Дальше он стал ругаться, что из-за какой-то души я лишу себя всего. Говорил, что я должен ее немедленно отдать. Иными словами, выкинуть как ненужный балласт — моего лучшего друга, брата, единственного человека, который всегда был рядом, пока он сам шлялся непонятно где по своим суперважным делам и поездкам. Настолько важным, что не мог ни взять меня с собой, ни забрать к себе. Настолько важным, что забывал даже про мои дни рождения. Настолько важным, что даже не приехал сразу, пока я тут подыхал.
— Я дал тебе ключ к величию! — сердито выговаривал отец. — К тому, чтобы любого поставить на колени! А ты собираешься все это бросить? Из-за какого-то пацана? Да ты в своем уме?!
Он выдохнул, набирая воздух в легкие перед новой тирадой.
— Зато он меня не бросил, — отчеканил я, поймав его вечно холодный взгляд, — как ты!
Миг — и его глаза недобро сверкнули густой, как огромные тучи, чернотой. Словно выбрасывая ее наружу, он вскинул руку и наотмашь ударил меня по лицу. Казалось, у меня из глаз брызнули искры.

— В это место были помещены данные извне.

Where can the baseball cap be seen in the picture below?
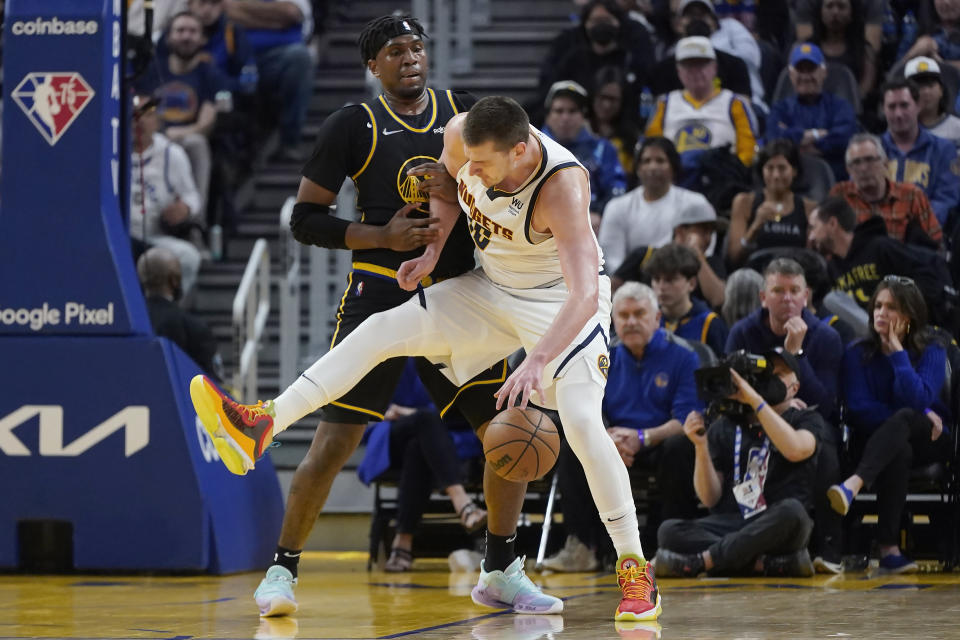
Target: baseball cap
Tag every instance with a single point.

— Да как ты смеешь?! Я дал тебе шанс стать великим! Тратил на тебя время! Силы! — удары посыпались друг за другом. — Учил тебя! Планы ради тебя менял! А ты!.. Чем ты мне оплачиваешь? Этим? Этим?..
Выговаривая все это, он лупил меня по рукам, которыми я закрыл лицо, по голове, по плечам — словно пытаясь поглубже вбить каждое слово. Чтобы я получше понял, сколько ему, бедняге, доставил хлопот.
— Все, что ты можешь, только моя заслуга! Ты ничто без меня! Я дал тебе силу! Я могу сделать тебя великим! А ты… Хочешь остаться ничтожеством?
Мне было больно, страшно, обидно. Я искал совета, помощи и хоть немного сочувствия. А не вот этого всего дерьма.
— Сказано отпускать — отпускай! — ударяя, приговаривал отец. — Я не ради какого-то пацана тратил на тебя силы!..
Дверь вдруг резко скрипнула, и в комнату вбежал дядя, явно услышавший крики.
— Ты что?! — выдохнул он. — Ты что, уговариваешь его избавиться от моего сына? Совсем с ума сошел?!
Он дернулся к нам, пытаясь остановить очередной удар. Однако отец резко развернулся.
— Не лезь!..
С его пальцев слетел огромный черный сгусток, и с силой впечатал дядю в стену. Глухой удар. И висевшая рамка с фотографией — вот ирония, меня с отцом — упала на пол. Стекло с треском разлетелось по сторонам, и в комнате повисла звенящая тишина. Отец медленно перевел взгляд с брата, ошарашенно смотрящего на него, на меня с покрасневшими руками и лицом от его хлестких ударов и с шумом выдохнул, словно приходя в себя, словно сообразив, что не справился со своей Темнотой.